You have the fundamental problem of working with multi-purpose "framework" code. The choice of a CSS foundation like Bootstrap vs Pure vs roll-your-own are not much different from Flask vs Django vs do-it-yourself, AngularJS vs Backbone.js vs home-grown, or dojo vs jQuery vs adhoc.
The fundamental questions are always ones like: What will get me there fastest, cheapest, most efficiently, and with the greatest ease? What will be the simplest and most flexible? What will be the most maintainable? What will require the least rework and force-fitting?

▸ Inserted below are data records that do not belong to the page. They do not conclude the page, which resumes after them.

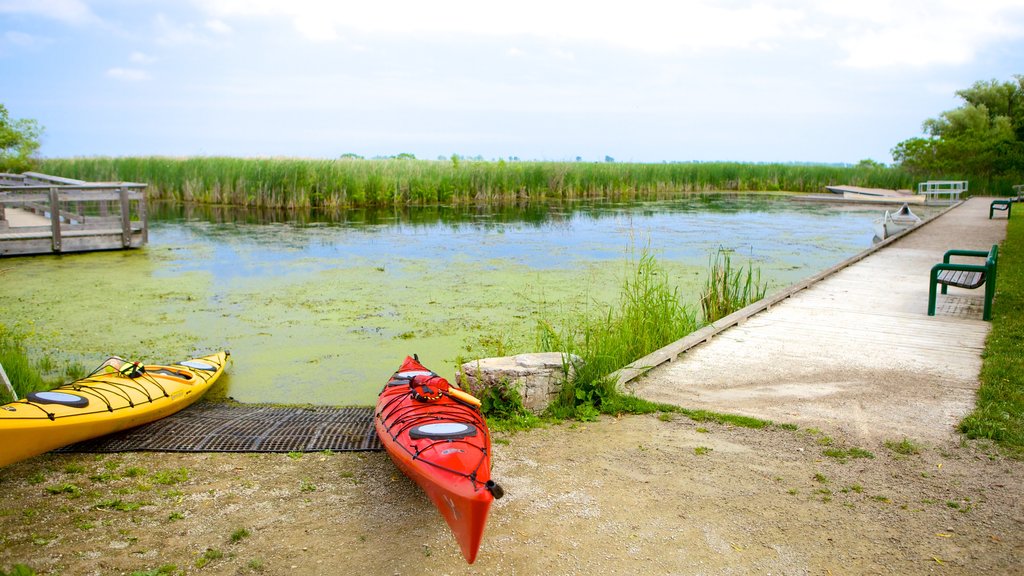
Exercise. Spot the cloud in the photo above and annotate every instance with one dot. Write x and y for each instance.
(646, 25)
(70, 11)
(883, 34)
(140, 57)
(863, 33)
(24, 40)
(128, 74)
(217, 26)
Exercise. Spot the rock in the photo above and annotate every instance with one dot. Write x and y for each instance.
(538, 376)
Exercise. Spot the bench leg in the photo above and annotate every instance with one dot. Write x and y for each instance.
(931, 293)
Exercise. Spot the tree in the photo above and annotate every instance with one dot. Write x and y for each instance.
(18, 142)
(984, 137)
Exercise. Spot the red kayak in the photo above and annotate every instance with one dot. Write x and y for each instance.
(436, 435)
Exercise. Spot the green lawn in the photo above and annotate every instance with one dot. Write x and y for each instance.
(999, 412)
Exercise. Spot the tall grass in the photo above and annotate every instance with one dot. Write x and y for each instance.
(649, 315)
(998, 413)
(728, 289)
(23, 373)
(285, 182)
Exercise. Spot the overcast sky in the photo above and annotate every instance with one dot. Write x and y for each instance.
(638, 80)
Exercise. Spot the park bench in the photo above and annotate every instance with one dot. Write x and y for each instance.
(965, 276)
(1007, 204)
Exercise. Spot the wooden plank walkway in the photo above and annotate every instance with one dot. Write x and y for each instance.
(855, 354)
(45, 214)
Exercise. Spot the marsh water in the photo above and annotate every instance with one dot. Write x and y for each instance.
(321, 309)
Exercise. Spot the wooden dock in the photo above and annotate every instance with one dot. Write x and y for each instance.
(851, 351)
(43, 214)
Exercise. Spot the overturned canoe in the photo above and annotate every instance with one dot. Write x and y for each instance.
(436, 435)
(112, 399)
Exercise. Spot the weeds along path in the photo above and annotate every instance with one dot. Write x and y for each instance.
(856, 353)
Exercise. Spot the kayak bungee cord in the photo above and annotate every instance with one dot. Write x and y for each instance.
(401, 419)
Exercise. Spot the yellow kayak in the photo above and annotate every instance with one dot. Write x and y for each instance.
(117, 397)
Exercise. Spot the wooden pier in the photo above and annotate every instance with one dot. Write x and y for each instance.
(43, 214)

The fundamental problem is that those frameworks are always trying to support a large and diverse set of applications, and they are generally prescriptive. They assume that there are "right ways" to do things, and that most applications should do things those ways. Some are more emphatically normative, trying to impose the "right way," while others are merely conventional or suggestive. You see the same kind of differences in language design, where Python and Java for example clearly suggest "There is a right way to do it! Do it that way!" while Perl, PHP, and Ruby are more "Hey, man! Whatever floats your boat! Tim Toady!"
In your case, you seem to already have a good amount of experience with the options, and to understand the kind of diversions and patches that will be required for your fiddly custom projects. Absent examples of those designs, we probably cannot say whether building up from Pure or adjusting back from Bootstrap will be less work.
I have personally chosen the build-up route more often. It's challenging to discover how complex frameworks operate under the covers, and the best ways to extend them. I hate the feeling of constantly fighting my framework. If I find just the right way to subclass or adjust the framework, it can be awesome and elegant. But if I don't find that elegant adjustment, and then have to hack at it crudely, the process of figuring out work-arounds, and then debugging them and making them reliable, is onerous. There's also a gamble involved that you will be able to find the right work-arounds. Occasionally, it is not even feasible (at least, not in the allotted time/budget). So I would rather start with a smaller platform and build up. That has proven more reliable and effective for me.
So that argues for the Pure route. But you, good sir, seem much closer to the specific job/framework tradeoffs involved, and therefore are best positioned to make this choice. In the end, they're both great foundations, and either one will probably get you what you need.